Le choix français était, à l’origine, différent : l’Etat intervenait pour permettre une meilleure répartition des richesses par le biais de la redistribution mais cela alourdissait les prélèvements obligatoires et a conduit à une dette publique proche de 100% du PIB. Au lieu de se rapprocher du principe allemand de prospérité partagée et de faire de l’entreprise le lieu principal où s’opère la juste répartition de la richesse créée, les gouvernements successifs depuis près de dix ans ont choisi la voie opposée.
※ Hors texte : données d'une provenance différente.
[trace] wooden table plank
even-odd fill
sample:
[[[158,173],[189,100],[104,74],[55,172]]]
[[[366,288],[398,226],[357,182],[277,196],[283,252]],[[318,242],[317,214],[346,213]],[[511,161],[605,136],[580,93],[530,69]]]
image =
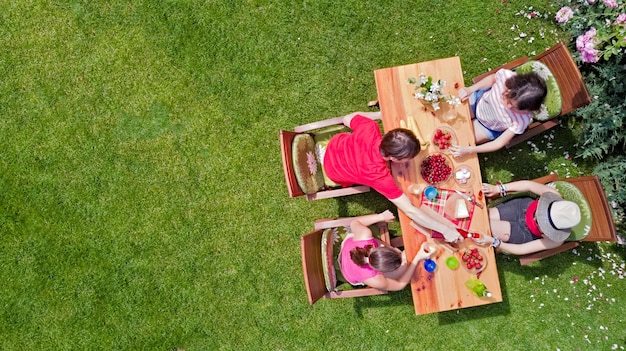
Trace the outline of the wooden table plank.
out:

La dénonciation permanente du coût du travail, la précarisation accrue des emplois, les transferts fiscaux et sociaux massifs opérés en faveur des entreprises et au détriment des ménages et de l’Etat, forcé de compenser par de nouvelles dépenses les effets d’une action anxiogène, ont constitué le fondement d’une politique qui n’a pas réussi à placer le pays sur la voie d’une croissance suffisante. Elle n’a pas davantage permis, alors que c’était son principal objectif, de rétablir le compétitivité des entreprises comme en témoigne le lourd et persistant déficit commercial qui affecte le pays.

Le chômage est donc resté très élevé, même s’il commence à se réduire. Parmi les pays du G7, il n’y a que l’Italie qui fait moins bien. La baisse récente est insuffisante et surtout trop lente pour qu’un renversement des anticipations des agents économiques intervienne, pour que les ménages inquiets pour leur emploi comme pour leur retraite future cesse de thésauriser et pour que les entreprises investissent et accroissent leurs capacités de production. La publication par l‘INSEE d’une baisse du taux de chômage à 8,6% et d’un nombre de chômeurs de 2,4 millions à la fin du deuxième trimestre ne doit pas faire illusion. Si la tendance à une lente réduction est indiscutable, les niveaux relèvent d’une définition très restrictive. Le nombre de demandeurs d’emplois recensés par Pôle Emploi est voisin de 3,5 millions. Pour expliquer cette différence, l’INSEE a inventé un concept de « halo ». En ajoutant aux chômeurs estimés par ses enquêtes 1,5 million de personnes, on retrouve un niveau comparable à celui du Ministère du Travail. Ces chiffres masquent en outre une tendance lourde, la très forte croissance des contrats de travail de courte durée qui accroit le caractère anxiogène des réformes mises en place ou en cours de discussion.

Les gouvernements depuis dix ans ont commis une double erreur, sur le diagnostic comme sur les remèdes. Ce sont les stratégies de délocalisation et d’investissement massifs à l’étranger qui ont pesé sur l’économie, comme en témoigne par exemple l’industrie automobile, et non un modèle social trop généreux ou rigide. Les remèdes mis en place ont aggravé la situation en créant une inquiétude généralisée et une perte de confiance dans l’avenir. Ce n’est pas en alourdissant le poids de la redistribution et en poursuivant une politique anxiogène que la France sortira de ses difficultés. Les mouvements sociaux qui affectent le pays depuis l’automne en témoignent et ils pourraient s’étendre à la rentrée.